Se produce una progresiva merma y pérdida de sustancia muscular, debido a la malnutrición y a la fatiga mental y física. La lengua presenta habitualmente saburra, o puede estar enrojecida e irritada. Con frecuencia se da irritación bucofaríngea que ocasiona constantes carraspeos y laringitis. Los ojos muestran lagrimeo persistente y acuosidad, la conjuntiva se enrojece y desarrolla escozor, y los párpados pueden presentar hinchazón.

La irritabilidad gástrica, con ataques de vómito y diarreas, es común y frecuente, y habitualmente también se manifiesta una pérdida de apetito y repugnancia ante los alimentos. […] Se puede observar en ocasiones irritación cutánea con eccemas, disfunciones de la pigmentación, así como queratosis en las palmas de las manos y en las plantas de los pies. En ocasiones podrá apreciarse una marca blanquecina en las uñas de manos y pies.

Los síntomas nerviosos pueden ser agudos o pueden desarrollarse solo muy levemente. El entumecimiento y el hormigueo en manos y pies, acompañado de dolor, así como el dolor en la musculatura son los primeros indicios. Estos síntomas de neuralgias periféricas preceden a cierta atrofia muscular y a una paresis o parálisis.

Tras unos instantes de estupefacción, Judith volvió al capítulo de «Métodos de administración de…». El hombre que la había seguido bajando por Parles Road, y que había empleado algunos minutos en examinar el registro bibliotecario antes de entrar en la sala, se situó a su espalda para coger un libro de las estanterías que había detrás de Judith. Pero no levantó la mirada y no lo vio.

Boris Stapleton permanecía tendido de espaldas, desnudo, en la mesa del laboratorio. De una enorme hendidura en su abdomen, un médico joven, con unos guantes de goma en las manos, estaba extrayendo con mimo el estómago y los intestinos. Había en la sala un fuerte olor a éter, pero era insuficiente para mitigar el hedor del cuerpo abierto.
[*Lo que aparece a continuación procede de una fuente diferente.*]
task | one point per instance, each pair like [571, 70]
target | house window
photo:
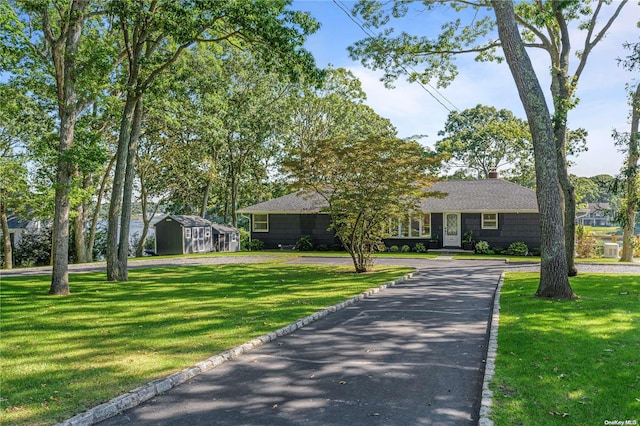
[489, 220]
[412, 226]
[260, 223]
[426, 225]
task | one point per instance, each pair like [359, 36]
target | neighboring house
[596, 214]
[182, 234]
[225, 238]
[494, 210]
[18, 226]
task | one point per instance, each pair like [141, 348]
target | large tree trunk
[146, 218]
[80, 226]
[66, 73]
[632, 197]
[115, 207]
[554, 280]
[562, 91]
[127, 196]
[96, 212]
[6, 238]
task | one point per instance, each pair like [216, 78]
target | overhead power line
[373, 36]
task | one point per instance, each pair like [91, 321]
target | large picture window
[260, 223]
[412, 226]
[489, 220]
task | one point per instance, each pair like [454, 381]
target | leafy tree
[482, 139]
[367, 182]
[61, 62]
[553, 268]
[630, 173]
[544, 25]
[332, 108]
[20, 123]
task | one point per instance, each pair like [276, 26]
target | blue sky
[603, 99]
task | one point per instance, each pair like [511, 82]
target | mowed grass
[62, 355]
[568, 363]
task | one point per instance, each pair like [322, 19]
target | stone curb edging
[490, 365]
[156, 387]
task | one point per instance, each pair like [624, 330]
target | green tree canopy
[367, 183]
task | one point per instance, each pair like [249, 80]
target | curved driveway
[412, 354]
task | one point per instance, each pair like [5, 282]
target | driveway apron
[412, 354]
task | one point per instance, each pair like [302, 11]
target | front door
[451, 230]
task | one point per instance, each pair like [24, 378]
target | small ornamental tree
[366, 182]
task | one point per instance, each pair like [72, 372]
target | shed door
[198, 239]
[452, 230]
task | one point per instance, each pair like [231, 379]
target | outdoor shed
[182, 234]
[225, 238]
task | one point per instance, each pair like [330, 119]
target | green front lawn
[568, 363]
[62, 355]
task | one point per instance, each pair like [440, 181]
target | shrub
[305, 243]
[245, 240]
[482, 247]
[420, 248]
[518, 249]
[255, 245]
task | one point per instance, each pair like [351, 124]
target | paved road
[412, 354]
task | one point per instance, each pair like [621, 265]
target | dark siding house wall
[169, 237]
[512, 227]
[286, 230]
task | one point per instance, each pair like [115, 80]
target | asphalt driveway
[412, 354]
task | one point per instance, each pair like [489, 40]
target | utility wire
[373, 36]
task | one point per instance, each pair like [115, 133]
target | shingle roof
[217, 228]
[481, 195]
[462, 195]
[188, 220]
[296, 202]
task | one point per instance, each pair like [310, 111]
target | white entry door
[452, 236]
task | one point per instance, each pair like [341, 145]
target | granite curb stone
[156, 387]
[490, 365]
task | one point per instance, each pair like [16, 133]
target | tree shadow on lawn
[69, 353]
[577, 359]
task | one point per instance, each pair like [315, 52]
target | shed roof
[222, 229]
[494, 195]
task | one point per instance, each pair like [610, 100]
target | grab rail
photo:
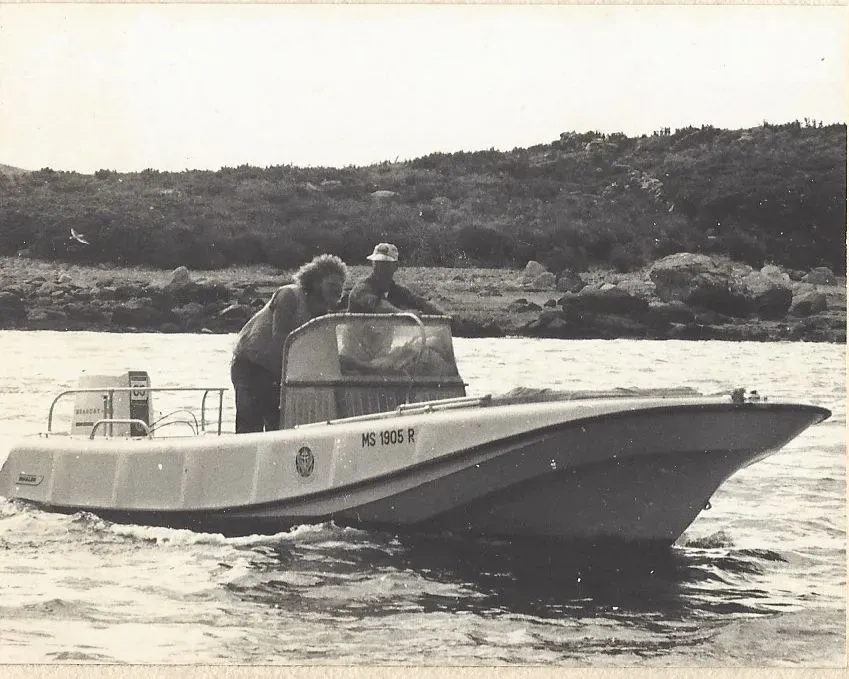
[109, 397]
[111, 421]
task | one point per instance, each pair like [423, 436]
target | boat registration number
[388, 437]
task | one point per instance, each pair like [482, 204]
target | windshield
[340, 346]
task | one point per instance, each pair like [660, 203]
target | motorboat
[377, 431]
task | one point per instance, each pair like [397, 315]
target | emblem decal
[304, 462]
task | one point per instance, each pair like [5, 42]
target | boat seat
[352, 401]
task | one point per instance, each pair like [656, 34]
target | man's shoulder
[286, 294]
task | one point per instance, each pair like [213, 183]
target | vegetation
[773, 193]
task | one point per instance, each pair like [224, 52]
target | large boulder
[637, 287]
[522, 305]
[808, 303]
[12, 309]
[235, 315]
[698, 280]
[768, 296]
[179, 279]
[533, 270]
[138, 313]
[610, 300]
[569, 281]
[670, 312]
[820, 275]
[545, 281]
[383, 194]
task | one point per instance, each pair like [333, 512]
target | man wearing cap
[379, 293]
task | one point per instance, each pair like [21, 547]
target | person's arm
[404, 297]
[364, 300]
[284, 310]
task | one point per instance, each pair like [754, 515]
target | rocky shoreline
[683, 296]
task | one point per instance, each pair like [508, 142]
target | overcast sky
[178, 87]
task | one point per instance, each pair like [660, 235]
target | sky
[175, 87]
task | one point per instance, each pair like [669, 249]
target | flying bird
[80, 238]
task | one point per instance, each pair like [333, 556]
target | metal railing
[109, 403]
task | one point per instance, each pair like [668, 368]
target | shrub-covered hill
[773, 193]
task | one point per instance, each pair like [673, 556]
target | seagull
[80, 238]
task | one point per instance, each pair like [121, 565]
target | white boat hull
[624, 469]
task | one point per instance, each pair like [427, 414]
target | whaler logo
[304, 462]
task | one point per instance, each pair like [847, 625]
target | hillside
[775, 193]
[11, 171]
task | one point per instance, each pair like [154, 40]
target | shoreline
[40, 295]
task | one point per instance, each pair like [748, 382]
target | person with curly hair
[256, 366]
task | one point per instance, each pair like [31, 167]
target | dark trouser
[257, 396]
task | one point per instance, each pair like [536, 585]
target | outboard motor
[132, 402]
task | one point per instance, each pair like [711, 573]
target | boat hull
[626, 472]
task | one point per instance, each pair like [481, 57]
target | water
[759, 580]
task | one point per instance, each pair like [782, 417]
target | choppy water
[757, 580]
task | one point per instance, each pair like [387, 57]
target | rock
[775, 273]
[206, 293]
[533, 270]
[12, 309]
[680, 277]
[46, 319]
[671, 312]
[607, 301]
[545, 281]
[490, 292]
[87, 314]
[808, 303]
[522, 305]
[383, 195]
[137, 313]
[698, 280]
[126, 292]
[569, 281]
[235, 315]
[179, 279]
[637, 287]
[820, 275]
[768, 296]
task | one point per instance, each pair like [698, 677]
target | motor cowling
[118, 397]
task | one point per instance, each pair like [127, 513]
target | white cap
[384, 252]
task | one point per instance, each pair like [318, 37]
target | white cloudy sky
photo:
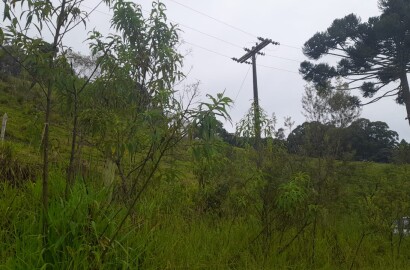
[290, 22]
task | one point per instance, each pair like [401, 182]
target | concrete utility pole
[251, 53]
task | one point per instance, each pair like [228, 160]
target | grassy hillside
[292, 213]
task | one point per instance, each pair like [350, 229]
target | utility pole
[251, 53]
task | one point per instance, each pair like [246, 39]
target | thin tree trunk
[45, 191]
[45, 167]
[70, 170]
[405, 93]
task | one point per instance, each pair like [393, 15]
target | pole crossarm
[255, 50]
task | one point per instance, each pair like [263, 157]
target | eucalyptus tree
[375, 53]
[134, 94]
[330, 106]
[81, 72]
[25, 20]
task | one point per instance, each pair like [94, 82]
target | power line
[226, 56]
[227, 24]
[209, 35]
[213, 18]
[206, 49]
[215, 52]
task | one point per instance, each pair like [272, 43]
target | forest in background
[105, 165]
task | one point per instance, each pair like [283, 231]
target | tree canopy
[375, 53]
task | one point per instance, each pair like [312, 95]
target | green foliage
[375, 52]
[246, 126]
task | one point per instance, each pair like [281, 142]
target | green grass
[175, 225]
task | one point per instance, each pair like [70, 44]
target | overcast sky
[290, 22]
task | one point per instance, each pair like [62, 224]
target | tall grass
[167, 230]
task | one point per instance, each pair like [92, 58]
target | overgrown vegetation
[139, 175]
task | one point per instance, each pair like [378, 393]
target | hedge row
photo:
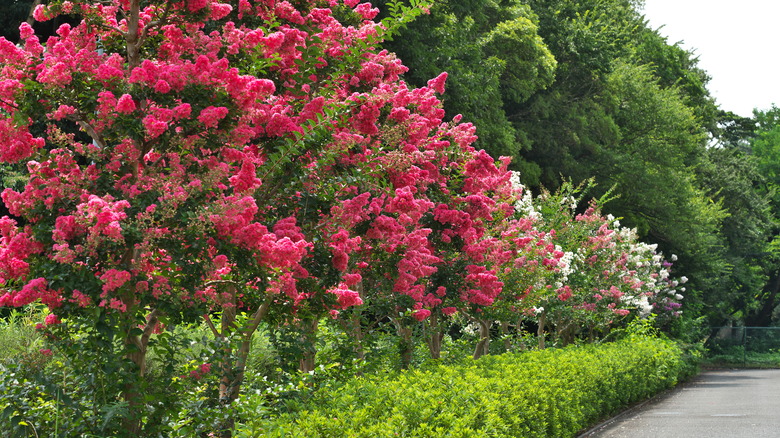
[549, 393]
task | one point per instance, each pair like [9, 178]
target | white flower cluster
[525, 206]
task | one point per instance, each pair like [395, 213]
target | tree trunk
[405, 344]
[505, 333]
[483, 346]
[309, 342]
[435, 337]
[138, 346]
[233, 367]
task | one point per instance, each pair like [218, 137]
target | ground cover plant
[196, 171]
[545, 393]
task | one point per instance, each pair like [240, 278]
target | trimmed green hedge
[549, 393]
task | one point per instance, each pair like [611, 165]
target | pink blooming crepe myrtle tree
[195, 157]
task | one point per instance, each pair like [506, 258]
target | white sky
[737, 42]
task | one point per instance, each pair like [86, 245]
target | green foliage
[491, 50]
[549, 393]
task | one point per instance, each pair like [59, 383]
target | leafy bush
[547, 393]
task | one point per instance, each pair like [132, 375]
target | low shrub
[547, 393]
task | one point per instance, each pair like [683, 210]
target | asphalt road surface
[716, 404]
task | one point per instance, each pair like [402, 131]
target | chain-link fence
[747, 346]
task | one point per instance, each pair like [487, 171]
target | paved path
[717, 404]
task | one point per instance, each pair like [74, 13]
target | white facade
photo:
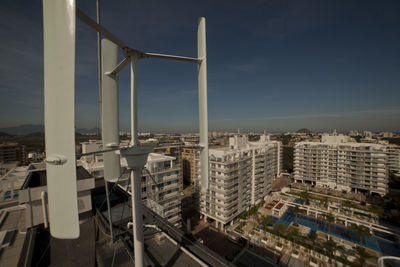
[394, 158]
[338, 164]
[240, 176]
[161, 189]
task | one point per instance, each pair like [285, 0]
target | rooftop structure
[161, 183]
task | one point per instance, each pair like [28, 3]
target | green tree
[361, 231]
[279, 228]
[330, 248]
[296, 210]
[266, 221]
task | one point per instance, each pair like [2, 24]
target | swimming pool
[372, 242]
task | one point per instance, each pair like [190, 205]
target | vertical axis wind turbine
[59, 78]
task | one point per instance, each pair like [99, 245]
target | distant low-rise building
[340, 164]
[10, 152]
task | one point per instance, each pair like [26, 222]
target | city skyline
[272, 65]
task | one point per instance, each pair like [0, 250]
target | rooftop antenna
[59, 34]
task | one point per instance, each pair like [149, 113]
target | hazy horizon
[272, 65]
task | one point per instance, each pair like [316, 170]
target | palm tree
[361, 231]
[296, 210]
[330, 248]
[294, 234]
[266, 221]
[279, 228]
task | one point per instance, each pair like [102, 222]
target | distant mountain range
[303, 130]
[38, 129]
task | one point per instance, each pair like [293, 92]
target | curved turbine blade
[203, 115]
[59, 78]
[109, 116]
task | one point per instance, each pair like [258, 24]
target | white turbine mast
[59, 78]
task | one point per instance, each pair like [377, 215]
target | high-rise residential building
[340, 164]
[394, 158]
[189, 156]
[10, 152]
[162, 188]
[161, 181]
[240, 176]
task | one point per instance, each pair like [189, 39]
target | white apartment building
[338, 163]
[394, 158]
[161, 184]
[240, 176]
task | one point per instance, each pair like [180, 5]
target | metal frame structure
[59, 76]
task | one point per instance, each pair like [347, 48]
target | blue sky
[272, 65]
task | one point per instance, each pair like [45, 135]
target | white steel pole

—Dios bendito… —dijo el joven doctor—, cómo apestan estos cadáveres…

Un hombre mayor, que estaba trabajando en la mesa de al lado, frunció el ceño.

—Por el amor de Dios —exclamó—, recuerda que ese pobre diablo estaba tan vivo como tú hace solo veinticuatro horas.

—¡Ah! —contestó el joven—. Pueden pasar un montón de cosas en veinticuatro horas. —Realizó la última incisión—. Ya está. ¿Qué hacemos: la prueba de Marsh o el Reinsch?

* * *

Alrededor de las cinco, el portero del hotel le llevó a Adam una nota que un muchacho pequeño y mugriento acababa de dejar en recepción.

Reúnase conmigo en cuanto pueda, en casa de Judith. Primer piso, segundo a la derecha. Es urgente.

Eso decía. Venía firmada con las letras «G. E». Adam no se detuvo a pensar que desconocía la caligrafía de Gervase Fen y que nunca había visto siquiera una muestra de su escritura. No supo qué hacer de momento, y al final optó por subir a su habitación. Elizabeth le abrió la puerta. Vio que había estado llorando.

—Solo vengo a decirte —dijo con cierto embarazo— que tengo que irme: voy a reunirme con Fen en casa de Judith. Después iré directamente al teatro.

—Ya.

—Irás al estreno, ¿no?

—No lo sé.

—Si vas, pásate por mi camerino después… Elizabeth, lo siento.

Ella no dijo nada. Al final, él se volvió y abandonó la habitación.